Dominic.... thanks for your posts here. They will be very helpful for others. I ALMOST mentioned that poeple OFTEN mistake FT LBS for IN lbs. Generally when I see someone mention IN LBS I point that out. I might have saved you $5 and a trip had I done that here. DId you take pictures of this process ?
 






Yes, pictures would be sweeet. :D I am a rear-end retard.. so are you saying during this process you could have changed your (his) gear ratio as well?

While doing my cam swap, I mistook 17 FT LBS with 71 FT LBS. Ooops. :p
 






section525 said:
Yes, pictures would be sweeet. :D I am a rear-end retard.. so are you saying during this process you could have changed your (his) gear ratio as well?

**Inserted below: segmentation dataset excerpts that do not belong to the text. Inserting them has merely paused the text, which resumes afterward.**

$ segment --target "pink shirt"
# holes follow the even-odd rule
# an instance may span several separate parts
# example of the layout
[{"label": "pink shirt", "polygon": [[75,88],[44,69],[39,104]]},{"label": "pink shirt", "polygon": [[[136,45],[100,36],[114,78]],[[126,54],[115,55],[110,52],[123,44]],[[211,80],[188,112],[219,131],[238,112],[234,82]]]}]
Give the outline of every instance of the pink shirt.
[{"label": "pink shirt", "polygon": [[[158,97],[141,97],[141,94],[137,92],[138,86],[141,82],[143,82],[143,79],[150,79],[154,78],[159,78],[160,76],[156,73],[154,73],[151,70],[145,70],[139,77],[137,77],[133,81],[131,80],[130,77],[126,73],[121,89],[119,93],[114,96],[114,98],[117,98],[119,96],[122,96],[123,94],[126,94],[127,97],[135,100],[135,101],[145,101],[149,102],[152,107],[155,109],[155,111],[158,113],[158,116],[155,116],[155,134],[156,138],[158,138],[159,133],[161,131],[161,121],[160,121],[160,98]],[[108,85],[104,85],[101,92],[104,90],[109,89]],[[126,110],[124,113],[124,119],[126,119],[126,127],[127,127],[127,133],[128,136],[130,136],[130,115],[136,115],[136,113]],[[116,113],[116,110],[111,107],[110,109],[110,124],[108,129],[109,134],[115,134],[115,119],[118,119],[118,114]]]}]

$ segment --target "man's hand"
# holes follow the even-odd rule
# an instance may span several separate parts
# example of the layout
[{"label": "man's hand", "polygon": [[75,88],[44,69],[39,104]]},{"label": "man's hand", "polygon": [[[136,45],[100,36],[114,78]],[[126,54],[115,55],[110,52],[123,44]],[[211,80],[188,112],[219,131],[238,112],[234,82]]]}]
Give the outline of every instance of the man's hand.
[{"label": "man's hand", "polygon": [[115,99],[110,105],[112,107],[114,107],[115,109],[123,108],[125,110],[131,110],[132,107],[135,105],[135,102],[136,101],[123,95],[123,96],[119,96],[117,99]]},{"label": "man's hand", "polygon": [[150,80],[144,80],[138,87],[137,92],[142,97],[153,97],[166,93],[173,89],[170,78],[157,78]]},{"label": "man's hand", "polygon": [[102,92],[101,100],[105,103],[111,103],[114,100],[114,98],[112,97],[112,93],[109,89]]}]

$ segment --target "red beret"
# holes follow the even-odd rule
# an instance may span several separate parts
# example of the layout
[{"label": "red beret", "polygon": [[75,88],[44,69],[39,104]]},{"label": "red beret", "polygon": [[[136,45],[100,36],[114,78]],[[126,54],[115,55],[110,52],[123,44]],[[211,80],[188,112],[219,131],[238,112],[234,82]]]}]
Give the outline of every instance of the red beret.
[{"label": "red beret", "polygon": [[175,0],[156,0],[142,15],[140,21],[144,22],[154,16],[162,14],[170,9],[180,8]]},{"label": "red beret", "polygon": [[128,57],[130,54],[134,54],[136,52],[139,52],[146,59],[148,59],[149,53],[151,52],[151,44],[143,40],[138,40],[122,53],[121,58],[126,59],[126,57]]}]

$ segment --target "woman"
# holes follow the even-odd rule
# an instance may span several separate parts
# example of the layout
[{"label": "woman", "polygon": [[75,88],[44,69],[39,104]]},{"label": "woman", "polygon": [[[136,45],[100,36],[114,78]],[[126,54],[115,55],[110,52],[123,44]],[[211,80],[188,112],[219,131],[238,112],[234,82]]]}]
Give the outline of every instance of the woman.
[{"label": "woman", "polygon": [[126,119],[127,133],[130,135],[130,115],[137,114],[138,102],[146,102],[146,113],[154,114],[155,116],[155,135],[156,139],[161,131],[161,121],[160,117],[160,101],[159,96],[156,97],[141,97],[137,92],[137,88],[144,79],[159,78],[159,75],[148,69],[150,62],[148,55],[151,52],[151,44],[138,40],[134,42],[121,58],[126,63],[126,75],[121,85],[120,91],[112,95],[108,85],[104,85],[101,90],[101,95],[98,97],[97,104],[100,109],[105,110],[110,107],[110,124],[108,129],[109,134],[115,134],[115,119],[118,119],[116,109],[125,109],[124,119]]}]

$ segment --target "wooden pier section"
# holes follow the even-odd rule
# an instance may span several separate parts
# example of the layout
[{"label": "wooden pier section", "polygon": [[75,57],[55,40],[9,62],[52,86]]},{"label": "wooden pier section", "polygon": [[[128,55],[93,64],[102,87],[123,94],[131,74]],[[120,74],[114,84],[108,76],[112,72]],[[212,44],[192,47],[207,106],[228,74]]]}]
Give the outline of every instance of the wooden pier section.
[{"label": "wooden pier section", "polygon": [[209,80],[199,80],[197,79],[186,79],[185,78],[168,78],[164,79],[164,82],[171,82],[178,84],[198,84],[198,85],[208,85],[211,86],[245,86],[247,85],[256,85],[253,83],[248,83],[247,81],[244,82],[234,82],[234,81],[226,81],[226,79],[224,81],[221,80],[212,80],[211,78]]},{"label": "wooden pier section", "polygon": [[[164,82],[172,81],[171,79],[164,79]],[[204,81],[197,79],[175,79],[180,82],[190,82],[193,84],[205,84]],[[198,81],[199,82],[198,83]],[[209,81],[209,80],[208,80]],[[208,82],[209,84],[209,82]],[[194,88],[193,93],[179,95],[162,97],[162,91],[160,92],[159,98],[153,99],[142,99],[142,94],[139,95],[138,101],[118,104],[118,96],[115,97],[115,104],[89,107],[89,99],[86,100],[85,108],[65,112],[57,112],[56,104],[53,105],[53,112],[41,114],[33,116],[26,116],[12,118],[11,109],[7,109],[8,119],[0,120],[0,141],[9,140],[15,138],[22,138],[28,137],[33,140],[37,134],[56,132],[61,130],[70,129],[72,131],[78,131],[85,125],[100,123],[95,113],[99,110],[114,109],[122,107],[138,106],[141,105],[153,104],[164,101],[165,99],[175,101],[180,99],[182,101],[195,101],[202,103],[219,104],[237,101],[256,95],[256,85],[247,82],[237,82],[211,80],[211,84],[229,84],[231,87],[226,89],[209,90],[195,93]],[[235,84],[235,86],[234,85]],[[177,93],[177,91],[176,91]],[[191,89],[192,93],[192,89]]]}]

Yes I 2nd this, changing the gear ratio part while doing this same process ?
 






Thanks for the replies guys,

I must appologize I did not take any pictures. However, if you use the 8.8 tech article in therangerstation.com, you'll find more information than you need. Also, if you go to the Ford dealership, they can print out an exploded view of the rear end, it helped me a lot. It is essentially the same picture that can also be found in the rear axle diagram in therangerstation.com.

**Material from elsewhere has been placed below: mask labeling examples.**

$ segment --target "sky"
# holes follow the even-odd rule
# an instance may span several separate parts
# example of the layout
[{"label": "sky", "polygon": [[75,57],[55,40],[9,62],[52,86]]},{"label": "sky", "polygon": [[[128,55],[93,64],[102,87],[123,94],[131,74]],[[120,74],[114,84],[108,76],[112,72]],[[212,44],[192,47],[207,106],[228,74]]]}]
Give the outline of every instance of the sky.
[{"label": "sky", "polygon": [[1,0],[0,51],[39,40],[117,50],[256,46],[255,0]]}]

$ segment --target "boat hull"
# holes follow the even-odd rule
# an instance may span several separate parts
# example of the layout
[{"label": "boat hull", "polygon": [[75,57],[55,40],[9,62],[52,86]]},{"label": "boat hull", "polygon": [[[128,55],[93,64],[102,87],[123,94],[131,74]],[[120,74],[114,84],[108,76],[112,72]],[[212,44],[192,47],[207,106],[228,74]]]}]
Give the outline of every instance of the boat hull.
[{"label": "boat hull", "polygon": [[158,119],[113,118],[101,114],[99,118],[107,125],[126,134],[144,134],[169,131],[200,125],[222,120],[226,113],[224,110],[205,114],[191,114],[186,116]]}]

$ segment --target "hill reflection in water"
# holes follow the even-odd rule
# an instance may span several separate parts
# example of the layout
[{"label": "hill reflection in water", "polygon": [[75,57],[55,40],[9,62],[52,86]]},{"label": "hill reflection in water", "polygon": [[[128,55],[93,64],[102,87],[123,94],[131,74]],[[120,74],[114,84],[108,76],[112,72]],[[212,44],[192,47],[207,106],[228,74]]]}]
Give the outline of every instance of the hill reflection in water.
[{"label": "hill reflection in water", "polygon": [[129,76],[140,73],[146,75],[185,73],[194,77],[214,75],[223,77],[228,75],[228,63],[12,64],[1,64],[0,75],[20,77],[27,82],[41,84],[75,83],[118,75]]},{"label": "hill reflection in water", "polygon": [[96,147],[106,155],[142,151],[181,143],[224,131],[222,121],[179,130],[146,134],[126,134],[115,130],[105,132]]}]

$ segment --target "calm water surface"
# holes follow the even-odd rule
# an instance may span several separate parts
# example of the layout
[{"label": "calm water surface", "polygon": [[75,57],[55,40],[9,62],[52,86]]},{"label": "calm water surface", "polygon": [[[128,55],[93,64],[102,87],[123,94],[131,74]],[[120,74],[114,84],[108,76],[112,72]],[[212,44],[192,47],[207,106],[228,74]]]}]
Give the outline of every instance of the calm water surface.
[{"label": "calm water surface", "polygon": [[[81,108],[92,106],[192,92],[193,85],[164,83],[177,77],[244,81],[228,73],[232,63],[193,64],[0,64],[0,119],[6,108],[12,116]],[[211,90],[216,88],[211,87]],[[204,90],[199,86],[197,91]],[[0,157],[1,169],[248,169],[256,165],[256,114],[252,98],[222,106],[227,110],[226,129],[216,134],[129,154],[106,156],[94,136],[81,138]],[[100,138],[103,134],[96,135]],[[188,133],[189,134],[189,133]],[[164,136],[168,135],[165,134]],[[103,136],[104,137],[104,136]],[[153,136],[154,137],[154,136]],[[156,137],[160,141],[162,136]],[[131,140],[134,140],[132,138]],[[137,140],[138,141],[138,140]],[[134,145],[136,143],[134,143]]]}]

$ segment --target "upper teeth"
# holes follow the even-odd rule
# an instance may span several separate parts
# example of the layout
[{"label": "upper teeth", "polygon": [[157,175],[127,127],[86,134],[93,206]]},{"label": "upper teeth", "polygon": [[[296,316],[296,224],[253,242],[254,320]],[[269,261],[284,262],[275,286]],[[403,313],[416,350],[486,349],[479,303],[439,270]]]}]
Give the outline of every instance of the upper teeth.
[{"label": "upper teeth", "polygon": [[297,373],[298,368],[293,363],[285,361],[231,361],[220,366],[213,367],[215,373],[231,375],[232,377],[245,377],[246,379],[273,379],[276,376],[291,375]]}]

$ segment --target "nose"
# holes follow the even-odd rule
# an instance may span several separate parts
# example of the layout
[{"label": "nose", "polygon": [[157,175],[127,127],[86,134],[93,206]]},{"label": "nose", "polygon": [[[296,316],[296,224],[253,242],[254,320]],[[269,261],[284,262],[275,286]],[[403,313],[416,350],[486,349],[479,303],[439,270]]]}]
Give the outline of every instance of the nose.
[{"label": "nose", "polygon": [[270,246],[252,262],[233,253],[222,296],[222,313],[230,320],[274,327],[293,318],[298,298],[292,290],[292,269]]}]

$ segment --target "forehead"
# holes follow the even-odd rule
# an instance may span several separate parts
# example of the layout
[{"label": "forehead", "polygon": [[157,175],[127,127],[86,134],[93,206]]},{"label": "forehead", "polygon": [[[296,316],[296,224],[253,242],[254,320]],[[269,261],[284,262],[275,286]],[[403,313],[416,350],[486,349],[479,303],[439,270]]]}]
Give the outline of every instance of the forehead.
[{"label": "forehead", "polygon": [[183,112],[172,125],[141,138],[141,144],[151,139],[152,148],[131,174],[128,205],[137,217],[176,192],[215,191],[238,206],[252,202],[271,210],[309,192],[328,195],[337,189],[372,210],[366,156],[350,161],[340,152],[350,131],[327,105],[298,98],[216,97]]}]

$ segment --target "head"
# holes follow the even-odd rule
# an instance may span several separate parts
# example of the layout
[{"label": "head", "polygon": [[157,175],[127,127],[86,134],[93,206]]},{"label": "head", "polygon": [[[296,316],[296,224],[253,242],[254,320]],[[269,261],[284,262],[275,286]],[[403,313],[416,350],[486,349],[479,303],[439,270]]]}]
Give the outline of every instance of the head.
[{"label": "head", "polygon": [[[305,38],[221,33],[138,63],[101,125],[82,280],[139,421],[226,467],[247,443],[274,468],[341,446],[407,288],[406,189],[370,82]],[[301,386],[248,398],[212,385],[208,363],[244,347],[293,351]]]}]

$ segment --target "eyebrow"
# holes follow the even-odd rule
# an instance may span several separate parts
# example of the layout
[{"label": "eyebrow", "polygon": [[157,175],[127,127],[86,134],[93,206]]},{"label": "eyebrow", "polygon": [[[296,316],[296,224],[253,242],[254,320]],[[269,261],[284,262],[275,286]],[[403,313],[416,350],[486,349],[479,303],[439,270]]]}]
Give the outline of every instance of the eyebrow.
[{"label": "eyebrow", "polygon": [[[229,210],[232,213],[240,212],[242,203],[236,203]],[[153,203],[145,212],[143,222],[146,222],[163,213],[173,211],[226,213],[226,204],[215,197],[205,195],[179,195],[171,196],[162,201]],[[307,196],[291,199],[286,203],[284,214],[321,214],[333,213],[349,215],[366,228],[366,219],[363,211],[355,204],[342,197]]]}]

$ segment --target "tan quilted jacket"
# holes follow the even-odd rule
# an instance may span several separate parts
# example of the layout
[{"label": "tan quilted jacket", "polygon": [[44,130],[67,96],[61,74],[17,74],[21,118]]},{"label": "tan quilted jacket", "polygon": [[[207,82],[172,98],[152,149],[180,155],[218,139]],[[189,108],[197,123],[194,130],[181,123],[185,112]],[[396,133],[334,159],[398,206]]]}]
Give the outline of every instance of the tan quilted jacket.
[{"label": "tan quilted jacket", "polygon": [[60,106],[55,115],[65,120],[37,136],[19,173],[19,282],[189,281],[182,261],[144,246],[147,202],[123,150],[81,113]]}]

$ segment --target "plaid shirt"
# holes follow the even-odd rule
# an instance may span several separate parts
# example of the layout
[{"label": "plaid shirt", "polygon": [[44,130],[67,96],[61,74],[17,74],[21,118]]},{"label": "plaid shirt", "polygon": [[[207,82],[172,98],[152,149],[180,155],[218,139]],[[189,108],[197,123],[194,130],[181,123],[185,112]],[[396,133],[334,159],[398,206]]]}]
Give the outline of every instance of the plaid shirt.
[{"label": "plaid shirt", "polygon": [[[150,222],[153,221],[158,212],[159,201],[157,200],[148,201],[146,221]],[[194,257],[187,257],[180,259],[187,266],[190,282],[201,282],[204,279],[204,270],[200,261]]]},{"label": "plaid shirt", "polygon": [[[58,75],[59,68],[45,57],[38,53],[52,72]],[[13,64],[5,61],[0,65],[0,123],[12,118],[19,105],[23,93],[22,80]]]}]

section525: lol, hope no damage was done.

ExplorerSportNu: I suppose I coulda changed the gears, threw in a different differential or put a lock-chuck in there. I figure since I was a "rear-end virgin," I best fix the problem first before going out and modding the Explorer. Also, I don't want my bro to have too much fun, it's his car afterall!

Dominic
 






ProjectSoloGear said:
Thanks for the replies guys,

I must appologize I did not take any pictures. However, if you use the 8.8 tech article in therangerstation.com, you'll find more information than you need. Also, if you go to the Ford dealership, they can print out an exploded view of the rear end, it helped me a lot. It is essentially the same picture that can also be found in the rear axle diagram in therangerstation.com.

section525: lol, hope no damage was done.

ExplorerSportNu: I suppose I coulda changed the gears, threw in a different differential or put a lock-chuck in there. I figure since I was a "rear-end virgin," I best fix the problem first before going out and modding the Explorer. Also, I don't want my bro to have too much fun, it's his car afterall!

Dominic

Since no pics were taken... :) and it just so happens that I paid to have my 4.56s installed and they screwed it up and I tore 3 teeth off the pinion...and since I'm currently in the process of doing my gears myself (so it's done right this time)- I'll take some pics and post them in my SAS project thread.

That was a good move getting extra crush sleeves, I got 2 extras on top of the one that comes with the master rebuild set. I got my axle all cleaned out- all the pretty metal flakes. I'm waiting for the pinion depth tool then I'm off to the races.

You getting yours together is an inspiration. :thumbsup:

I'm just hoping my ARB is ok, I'm going to clean it up as best I can, since i didn't go far after breaking the pinion teeth I'm thinking I can clean it up.

For those asking- when you change ring and pinion they have to be done in matched sets because they're "lapped" together as a set, you're not suppose to mix pinions and rings from different sets even if they're the same gear ratio, but I'm sure somebody somewhere has done it.